Retraites

Du 01 mars 2019 au 30 nov. 2019

RETRAITES 2019

Des temps de ressourcement sont proposés toute l’année pour se rapprocher de sainte Thérèse, la rejoindre dans le cœur de l’Eglise où elle est l’Amour.
Vous aurez l’occasion de prier avec elle, la suivre dans sa « petite voie » de confiance, pour mieux avancer sur nos chemins de foi.

Retraite : « Chanter les miséricordes du Seigneur »

Pour cette 4ème retraite, le Père Patrick Lemoine abordera le thème “Chanter les miséricordes du Seigneur ».
Comme Thérèse, gardez un cœur d’enfant, ayez toujours confiance en ma miséricorde.
Comme Thérèse, cherchez moi dans la foi, puisez en ma Parole : elle est votre lumière.
L’Ermitage offre un cadre propice au silence, à la prière, et aux échanges avec le prédicateur et les pèlerins.

En plus des enseignements vous serez accompagnés sur les pas de Thérèse : visites, partages, célébrations et prière.
Renseignements/Inscriptions : Sanctuaire de Lisieux 02.31.48.55.10

Cette  retraite se déroulera du 8 au 14/09/2019. La suivante aura lieu novembre (retraite pour les prêtres) du 03 au 09/11/2019.

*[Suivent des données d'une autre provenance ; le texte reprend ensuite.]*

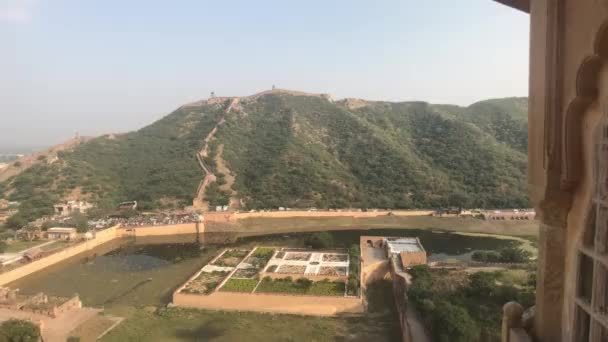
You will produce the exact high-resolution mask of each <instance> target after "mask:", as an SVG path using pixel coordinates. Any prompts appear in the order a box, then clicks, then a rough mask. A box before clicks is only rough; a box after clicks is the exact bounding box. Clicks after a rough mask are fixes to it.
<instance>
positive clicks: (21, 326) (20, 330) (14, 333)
mask: <svg viewBox="0 0 608 342" xmlns="http://www.w3.org/2000/svg"><path fill="white" fill-rule="evenodd" d="M39 339H40V328H38V326H37V325H35V324H34V323H32V322H30V321H25V320H19V319H9V320H8V321H5V322H4V323H2V324H1V325H0V341H7V342H8V341H18V342H30V341H32V342H34V341H38V340H39Z"/></svg>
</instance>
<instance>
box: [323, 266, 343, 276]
mask: <svg viewBox="0 0 608 342" xmlns="http://www.w3.org/2000/svg"><path fill="white" fill-rule="evenodd" d="M319 275H326V276H333V277H339V276H345V275H346V267H333V266H324V267H321V268H320V269H319Z"/></svg>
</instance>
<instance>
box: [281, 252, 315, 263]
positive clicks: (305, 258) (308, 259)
mask: <svg viewBox="0 0 608 342" xmlns="http://www.w3.org/2000/svg"><path fill="white" fill-rule="evenodd" d="M311 255H312V253H302V252H289V253H287V254H286V255H285V258H284V259H285V260H298V261H307V260H309V259H310V256H311Z"/></svg>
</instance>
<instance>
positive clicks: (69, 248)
mask: <svg viewBox="0 0 608 342" xmlns="http://www.w3.org/2000/svg"><path fill="white" fill-rule="evenodd" d="M117 228H118V227H117V226H115V227H112V228H108V229H105V230H102V231H99V232H97V234H96V236H95V239H92V240H88V241H84V242H82V243H79V244H77V245H74V246H71V247H68V248H66V249H63V250H61V251H59V252H57V253H54V254H51V255H49V256H47V257H44V258H42V259H38V260H36V261H32V262H31V263H29V264H25V265H23V266H21V267H18V268H15V269H13V270H10V271H7V272H5V273H2V274H0V286H2V285H6V284H8V283H10V282H13V281H15V280H17V279H20V278H23V277H25V276H28V275H30V274H32V273H34V272H38V271H40V270H42V269H44V268H47V267H49V266H52V265H54V264H56V263H59V262H61V261H63V260H66V259H68V258H70V257H73V256H75V255H77V254H80V253H82V252H86V251H88V250H91V249H93V248H95V247H97V246H99V245H102V244H104V243H106V242H108V241H112V240H114V239H115V238H116V237H117Z"/></svg>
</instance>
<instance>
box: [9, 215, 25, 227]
mask: <svg viewBox="0 0 608 342" xmlns="http://www.w3.org/2000/svg"><path fill="white" fill-rule="evenodd" d="M26 224H27V221H26V220H25V219H24V218H23V217H22V216H21V215H19V214H16V215H13V216H11V217H9V218H8V219H7V220H6V223H5V226H6V227H7V228H12V229H21V227H23V226H25V225H26Z"/></svg>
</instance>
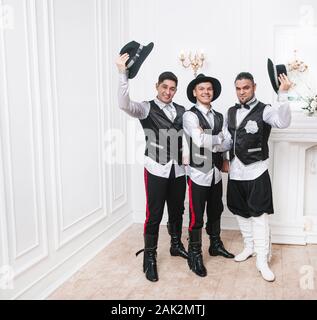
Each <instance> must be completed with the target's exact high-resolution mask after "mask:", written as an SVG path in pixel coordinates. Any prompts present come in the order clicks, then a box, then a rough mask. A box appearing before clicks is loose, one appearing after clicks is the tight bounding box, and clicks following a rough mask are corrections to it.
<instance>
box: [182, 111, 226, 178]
mask: <svg viewBox="0 0 317 320" xmlns="http://www.w3.org/2000/svg"><path fill="white" fill-rule="evenodd" d="M190 112H193V113H195V114H196V116H197V118H198V120H199V126H200V127H201V128H202V129H203V130H204V131H205V132H204V133H205V134H208V135H217V134H218V133H220V132H221V130H222V126H223V115H222V114H221V113H219V112H217V111H214V128H213V130H211V127H210V125H209V123H208V121H207V120H206V118H205V117H204V115H203V114H202V113H201V112H200V111H199V110H198V109H197V108H196V107H192V108H191V109H190ZM186 139H187V142H188V144H189V149H190V162H189V164H190V166H191V167H193V168H196V169H198V170H200V171H202V172H204V173H207V172H209V171H210V170H211V169H212V168H213V167H214V166H216V167H217V168H218V169H219V170H221V167H222V162H223V157H222V152H212V151H211V150H209V149H206V148H204V147H198V146H197V145H195V143H194V142H193V140H192V138H191V137H189V136H187V135H186Z"/></svg>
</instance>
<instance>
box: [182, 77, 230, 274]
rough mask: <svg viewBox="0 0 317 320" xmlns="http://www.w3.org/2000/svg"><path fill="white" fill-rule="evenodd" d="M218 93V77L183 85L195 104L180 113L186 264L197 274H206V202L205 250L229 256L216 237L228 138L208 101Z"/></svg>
mask: <svg viewBox="0 0 317 320" xmlns="http://www.w3.org/2000/svg"><path fill="white" fill-rule="evenodd" d="M220 93H221V84H220V82H219V80H218V79H216V78H212V77H207V76H205V75H203V74H199V75H198V76H197V77H196V78H195V79H194V80H193V81H191V82H190V83H189V85H188V87H187V97H188V99H189V100H190V101H191V102H193V103H195V105H194V106H193V107H192V108H191V109H190V110H189V111H187V112H185V114H184V116H183V122H184V133H185V136H186V140H187V143H188V146H189V165H188V171H187V175H188V188H189V209H190V225H189V245H188V265H189V268H190V269H191V270H192V271H193V272H194V273H196V274H197V275H198V276H200V277H205V276H206V275H207V270H206V268H205V266H204V264H203V257H202V250H201V241H202V240H201V237H202V227H203V224H204V220H203V216H204V212H205V207H206V204H207V217H208V220H207V224H206V231H207V233H208V235H209V237H210V247H209V254H210V255H212V256H217V255H221V256H223V257H226V258H233V257H234V256H233V255H232V254H231V253H229V252H228V251H227V250H226V249H225V248H224V245H223V243H222V241H221V239H220V217H221V213H222V211H223V203H222V181H221V172H220V170H221V167H222V152H223V151H226V150H229V149H230V147H231V139H230V138H229V139H227V140H224V137H223V133H222V129H223V116H222V114H221V113H219V112H216V111H215V110H213V109H212V105H211V102H212V101H214V100H216V99H217V98H218V97H219V95H220Z"/></svg>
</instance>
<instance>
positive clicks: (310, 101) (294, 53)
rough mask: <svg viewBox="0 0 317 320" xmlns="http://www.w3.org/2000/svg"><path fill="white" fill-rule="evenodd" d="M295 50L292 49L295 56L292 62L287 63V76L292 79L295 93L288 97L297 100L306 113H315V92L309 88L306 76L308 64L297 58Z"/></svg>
mask: <svg viewBox="0 0 317 320" xmlns="http://www.w3.org/2000/svg"><path fill="white" fill-rule="evenodd" d="M296 54H297V50H294V55H295V58H294V60H293V61H292V62H290V63H288V65H287V69H288V72H289V73H290V74H289V76H290V78H291V81H292V88H291V89H292V90H293V92H294V93H295V96H294V97H292V98H291V97H289V100H290V101H297V102H298V103H299V106H300V108H301V109H302V110H304V112H305V113H306V115H308V116H314V115H317V94H316V91H315V90H313V89H312V88H311V84H309V83H310V81H307V80H309V77H308V71H309V70H308V69H309V68H308V65H306V64H305V63H304V62H303V61H301V60H299V59H297V57H296Z"/></svg>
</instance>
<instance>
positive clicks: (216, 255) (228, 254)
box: [209, 219, 234, 259]
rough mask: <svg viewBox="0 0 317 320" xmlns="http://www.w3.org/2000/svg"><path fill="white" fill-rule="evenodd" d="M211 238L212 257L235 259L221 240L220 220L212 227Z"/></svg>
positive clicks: (211, 228)
mask: <svg viewBox="0 0 317 320" xmlns="http://www.w3.org/2000/svg"><path fill="white" fill-rule="evenodd" d="M209 238H210V247H209V254H210V255H211V256H222V257H225V258H229V259H232V258H234V255H233V254H232V253H230V252H228V251H227V250H226V249H225V247H224V245H223V242H222V241H221V239H220V219H219V220H217V221H216V222H214V223H213V224H212V225H211V234H210V235H209Z"/></svg>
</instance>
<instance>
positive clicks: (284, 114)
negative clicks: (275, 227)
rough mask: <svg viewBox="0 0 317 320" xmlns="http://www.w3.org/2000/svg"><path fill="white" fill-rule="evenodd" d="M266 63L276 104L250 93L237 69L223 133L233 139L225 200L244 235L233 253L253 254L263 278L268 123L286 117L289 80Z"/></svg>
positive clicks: (254, 84)
mask: <svg viewBox="0 0 317 320" xmlns="http://www.w3.org/2000/svg"><path fill="white" fill-rule="evenodd" d="M277 67H278V66H273V64H272V65H270V63H269V66H268V68H269V75H270V79H271V82H272V86H273V88H274V90H275V91H276V92H278V102H279V105H278V106H274V107H273V106H271V105H267V104H264V103H262V102H260V101H258V100H257V98H256V96H255V91H256V84H255V82H254V79H253V76H252V75H251V74H250V73H248V72H242V73H240V74H238V75H237V77H236V79H235V88H236V94H237V97H238V99H239V103H238V104H236V105H235V106H233V107H231V108H230V109H229V110H228V116H227V126H228V132H226V130H225V136H227V135H228V136H229V137H231V138H232V139H233V146H232V149H231V150H230V170H229V179H228V189H227V205H228V208H229V210H230V211H231V212H232V213H233V214H234V215H236V217H237V221H238V224H239V227H240V231H241V233H242V236H243V240H244V249H243V251H242V252H241V253H240V254H238V255H236V256H235V261H237V262H241V261H244V260H246V259H248V258H249V257H251V256H253V255H256V267H257V269H258V270H259V272H260V273H261V275H262V277H263V278H264V279H265V280H266V281H274V279H275V275H274V273H273V272H272V270H271V269H270V267H269V265H268V263H269V260H270V256H271V253H270V251H271V243H270V231H269V221H268V215H269V214H273V201H272V188H271V181H270V176H269V173H268V161H269V160H268V158H269V148H268V139H269V136H270V132H271V128H272V127H273V128H286V127H288V126H289V125H290V122H291V111H290V106H289V103H288V96H287V92H288V90H289V88H290V87H291V83H290V81H289V79H288V78H287V76H286V68H285V66H283V65H280V66H279V68H277Z"/></svg>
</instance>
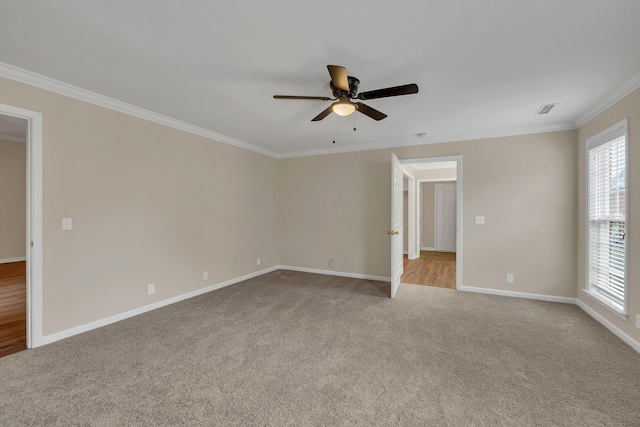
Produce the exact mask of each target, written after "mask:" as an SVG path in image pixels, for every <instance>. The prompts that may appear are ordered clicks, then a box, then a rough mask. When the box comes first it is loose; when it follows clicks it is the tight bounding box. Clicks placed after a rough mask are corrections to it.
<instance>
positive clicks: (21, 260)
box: [0, 256, 27, 264]
mask: <svg viewBox="0 0 640 427" xmlns="http://www.w3.org/2000/svg"><path fill="white" fill-rule="evenodd" d="M26 260H27V257H24V256H23V257H18V258H5V259H0V264H8V263H10V262H20V261H26Z"/></svg>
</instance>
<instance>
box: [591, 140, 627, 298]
mask: <svg viewBox="0 0 640 427" xmlns="http://www.w3.org/2000/svg"><path fill="white" fill-rule="evenodd" d="M625 156H626V136H625V135H622V136H617V137H615V138H614V139H611V140H609V141H605V142H602V143H599V144H593V146H590V147H589V182H588V197H589V204H588V210H589V212H588V218H589V252H588V262H589V271H588V276H589V277H588V280H589V289H590V290H591V291H592V292H597V293H598V294H600V295H601V296H602V297H604V298H605V299H607V300H609V301H611V302H613V303H614V306H617V307H618V308H619V310H620V311H624V307H625V292H626V289H625V270H626V241H627V236H626V232H627V228H626V206H627V203H626V169H625V168H626V157H625Z"/></svg>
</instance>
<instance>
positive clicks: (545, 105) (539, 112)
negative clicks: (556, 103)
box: [536, 104, 558, 116]
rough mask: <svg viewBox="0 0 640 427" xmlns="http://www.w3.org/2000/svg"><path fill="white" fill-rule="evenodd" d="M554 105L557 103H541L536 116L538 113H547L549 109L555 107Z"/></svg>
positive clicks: (549, 109) (554, 105)
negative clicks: (541, 104) (543, 103)
mask: <svg viewBox="0 0 640 427" xmlns="http://www.w3.org/2000/svg"><path fill="white" fill-rule="evenodd" d="M556 105H558V104H546V105H543V106H542V107H540V108H539V109H538V111H537V112H536V116H539V115H540V114H549V111H551V109H552V108H553V107H555V106H556Z"/></svg>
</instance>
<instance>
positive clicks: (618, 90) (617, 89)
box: [574, 73, 640, 129]
mask: <svg viewBox="0 0 640 427" xmlns="http://www.w3.org/2000/svg"><path fill="white" fill-rule="evenodd" d="M638 88H640V73H638V74H636V75H635V76H633V77H631V79H629V80H627V82H626V83H625V84H623V85H622V86H620V87H619V88H618V89H616V90H615V91H613V92H612V93H611V94H609V96H606V97H605V98H603V99H601V100H600V101H599V102H598V103H596V104H595V105H594V106H593V107H591V108H590V109H588V110H587V112H586V113H584V114H583V115H581V116H580V117H578V119H577V120H576V121H575V124H574V126H575V128H576V129H579V128H581V127H582V126H584V125H586V124H587V123H588V122H589V121H590V120H592V119H593V118H595V117H596V116H597V115H599V114H601V113H603V112H604V111H605V110H606V109H607V108H609V107H611V106H612V105H613V104H615V103H616V102H618V101H620V100H621V99H622V98H624V97H625V96H627V95H629V94H630V93H631V92H633V91H634V90H636V89H638Z"/></svg>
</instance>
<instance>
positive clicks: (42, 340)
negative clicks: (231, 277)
mask: <svg viewBox="0 0 640 427" xmlns="http://www.w3.org/2000/svg"><path fill="white" fill-rule="evenodd" d="M278 268H279V267H278V266H277V265H276V266H273V267H269V268H265V269H264V270H260V271H256V272H254V273H249V274H245V275H244V276H240V277H236V278H234V279H229V280H226V281H224V282H220V283H218V284H215V285H211V286H207V287H206V288H201V289H197V290H195V291H191V292H187V293H186V294H182V295H178V296H175V297H172V298H168V299H165V300H162V301H158V302H155V303H153V304H149V305H145V306H143V307H139V308H136V309H133V310H129V311H126V312H124V313H120V314H116V315H114V316H109V317H107V318H104V319H100V320H96V321H94V322H90V323H85V324H84V325H80V326H76V327H74V328H70V329H66V330H64V331H60V332H56V333H54V334H50V335H46V336H44V337H42V343H43V344H51V343H52V342H56V341H59V340H61V339H64V338H69V337H72V336H74V335H78V334H81V333H83V332H87V331H91V330H93V329H97V328H101V327H103V326H107V325H110V324H112V323H115V322H119V321H121V320H125V319H128V318H130V317H133V316H137V315H139V314H142V313H146V312H149V311H152V310H155V309H158V308H161V307H165V306H167V305H170V304H174V303H176V302H180V301H184V300H186V299H189V298H193V297H197V296H199V295H202V294H206V293H208V292H212V291H215V290H217V289H220V288H224V287H225V286H229V285H233V284H236V283H238V282H242V281H244V280H249V279H252V278H254V277H257V276H261V275H263V274H266V273H270V272H272V271H275V270H278Z"/></svg>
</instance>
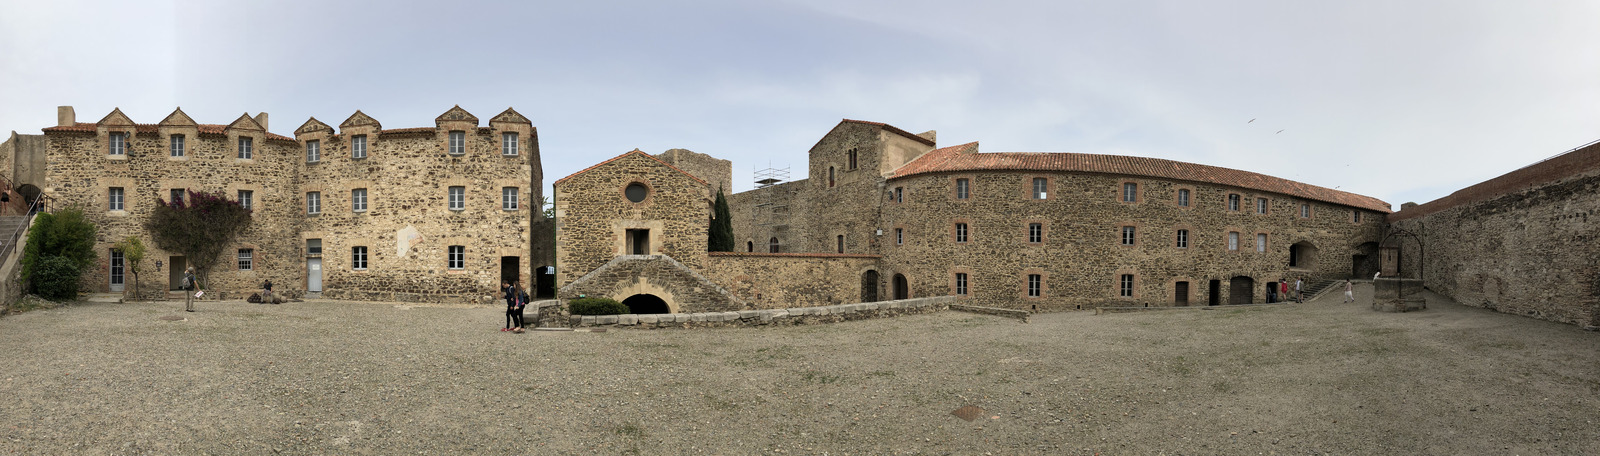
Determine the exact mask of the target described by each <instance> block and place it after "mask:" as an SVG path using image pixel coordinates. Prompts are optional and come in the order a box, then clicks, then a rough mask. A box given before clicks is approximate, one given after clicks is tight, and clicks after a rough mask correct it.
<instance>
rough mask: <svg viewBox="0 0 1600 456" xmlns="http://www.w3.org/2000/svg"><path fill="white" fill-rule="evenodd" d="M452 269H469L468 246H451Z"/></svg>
mask: <svg viewBox="0 0 1600 456" xmlns="http://www.w3.org/2000/svg"><path fill="white" fill-rule="evenodd" d="M448 262H450V269H466V267H467V246H466V245H451V246H450V259H448Z"/></svg>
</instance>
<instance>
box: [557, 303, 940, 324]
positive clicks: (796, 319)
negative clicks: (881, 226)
mask: <svg viewBox="0 0 1600 456" xmlns="http://www.w3.org/2000/svg"><path fill="white" fill-rule="evenodd" d="M546 302H554V301H539V302H534V306H554V304H546ZM952 302H955V296H933V298H914V299H901V301H882V302H859V304H838V306H819V307H789V309H762V310H738V312H701V314H648V315H635V314H624V315H570V317H566V318H565V320H566V322H560V320H562V318H560V317H563V314H560V312H544V309H546V307H541V312H539V315H541V317H539V323H541V326H549V325H547V323H557V325H560V326H570V328H610V326H618V328H642V330H656V328H731V326H770V325H776V326H789V325H818V323H837V322H850V320H866V318H885V317H898V315H909V314H930V312H939V310H947V309H950V304H952ZM550 310H557V309H550ZM558 322H560V323H558ZM563 323H565V325H563Z"/></svg>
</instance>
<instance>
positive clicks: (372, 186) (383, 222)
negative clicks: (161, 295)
mask: <svg viewBox="0 0 1600 456" xmlns="http://www.w3.org/2000/svg"><path fill="white" fill-rule="evenodd" d="M74 117H75V114H74V112H72V109H70V107H62V109H61V112H59V115H58V120H59V122H58V125H56V126H50V128H43V134H42V136H30V138H29V139H27V141H16V139H13V141H8V142H6V144H11V146H10V147H8V149H0V150H10V152H11V154H8V157H6V158H5V162H0V163H8V165H10V163H16V165H13V170H10V171H11V174H13V176H18V178H16V181H18V182H19V184H22V187H29V186H32V187H35V189H38V192H40V194H43V195H46V197H48V198H50V200H51V202H53V205H56V206H61V205H80V206H83V208H86V214H88V218H90V219H91V221H93V222H94V224H96V226H99V238H98V242H96V250H98V251H101V253H102V254H101V266H99V267H98V269H94V270H91V272H88V274H86V275H85V282H83V290H88V291H123V290H125V286H126V283H128V282H131V280H133V277H130V275H128V274H125V272H126V267H125V266H126V264H123V258H122V254H120V253H117V251H114V250H112V248H110V246H112V245H114V243H115V242H118V240H122V238H125V237H130V235H131V237H139V238H142V240H144V243H146V245H147V246H149V248H150V251H149V253H147V254H146V264H141V270H144V274H141V290H142V291H157V293H160V291H163V290H168V288H174V286H176V283H178V278H179V277H181V275H179V274H181V270H182V269H184V267H186V266H187V264H186V261H184V258H182V256H178V254H176V253H168V251H160V250H157V248H154V242H152V240H150V235H149V234H147V232H146V230H144V227H142V222H144V221H146V219H147V218H149V214H150V211H152V208H154V206H155V205H157V203H158V200H168V202H171V200H174V198H182V197H184V195H186V192H187V190H198V192H219V194H222V195H226V197H229V198H237V200H238V202H240V203H243V205H245V206H248V208H250V210H251V218H253V221H251V226H250V227H248V229H246V230H245V232H242V234H240V237H238V240H237V246H235V248H230V250H229V253H227V254H224V258H222V259H221V261H219V264H214V266H213V267H211V275H210V277H206V280H208V283H206V286H208V288H210V290H213V291H216V294H221V296H224V298H237V296H245V294H250V293H253V291H256V290H259V285H261V283H262V282H264V280H272V282H274V283H275V290H277V291H283V293H288V294H291V296H293V294H301V293H322V296H326V298H346V299H384V301H389V299H394V301H477V299H478V298H482V296H488V294H493V293H494V290H498V286H499V282H501V280H509V278H520V280H525V282H528V283H531V278H533V269H534V267H539V266H550V264H552V262H550V261H552V259H547V258H546V259H539V256H536V250H534V243H536V240H534V238H533V237H534V234H533V230H531V227H533V226H534V224H536V222H538V219H541V218H542V216H541V213H539V202H541V168H539V147H538V144H539V142H538V131H536V130H534V128H533V123H531V122H530V120H528V118H525V117H522V115H520V114H517V112H515V110H512V109H507V110H506V112H501V114H499V115H494V117H493V118H490V122H488V126H478V118H477V117H474V115H472V114H469V112H466V110H462V109H461V107H453V109H450V110H446V112H445V114H443V115H440V117H438V118H435V125H434V126H427V128H400V130H384V128H382V126H381V125H379V122H378V120H374V118H371V117H368V115H366V114H362V112H360V110H357V112H355V114H354V115H350V117H349V118H346V120H344V122H342V123H341V125H339V131H334V130H333V128H331V126H328V125H325V123H322V122H318V120H315V118H310V120H307V122H306V123H304V125H301V126H299V128H298V130H296V131H294V138H288V136H280V134H272V133H269V130H267V115H266V114H259V115H254V117H250V115H242V117H238V118H237V120H234V122H232V123H229V125H203V123H195V122H194V120H192V118H189V115H186V114H184V112H182V110H181V109H179V110H173V114H171V115H168V117H166V118H163V120H162V122H158V123H154V125H147V123H134V122H133V120H131V118H128V117H126V115H123V114H122V110H112V112H110V114H109V115H106V117H104V118H101V120H99V122H94V123H78V122H75V118H74ZM13 142H16V144H13ZM26 163H48V165H45V166H42V168H43V170H32V168H30V170H24V168H22V165H26ZM35 168H37V166H35ZM24 194H26V192H24ZM157 262H160V264H162V266H160V267H157Z"/></svg>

  • du dimanche 8 (19h) au samedi 14 septembre (10h)
    Père Patrick Lemoine, vice-recteur
    Centre spirituel de l’Ermitage Sainte-Thérèse
    Réservation au + 33 (0)2 31 48 55 10
    E-mail : ermitage@therese-de-lisieux.com

Retraite : « Travailler pour sa Gloire : L’aimer et Le faire aimer »
Pour les prêtres

Au Sanctuaire de Lisieux, prenez le temps de vous poser et remettre votre ministère devant le Seigneur avec sainte Thérèse qui nous invite toujours à « vivre d’amour ».
Jésus m’a fait la grâce que je désirais, … Il m’a unie par les liens de l’âme à deux de ses apôtres, qui sont devenus mes frères… (Ms C, 31v).

  • du dimanche 3 (19h) au samedi 9 novembre (10h)
    Père Patrick Lemoine, vice-recteur
    Centre spirituel de l’Ermitage Sainte-Thérèse
  • Réservation au + 33 (0)2 31 48 55 10
    E-mail : ermitage@therese-de-lisieux.com
  • L’Ermitage offre un cadre propice au silence, à la prière, et aux échanges avec le prédicateur et les pèlerins.

En plus des enseignements vous serez accompagnés sur les pas de Thérèse : visites, partages, célébrations et prière.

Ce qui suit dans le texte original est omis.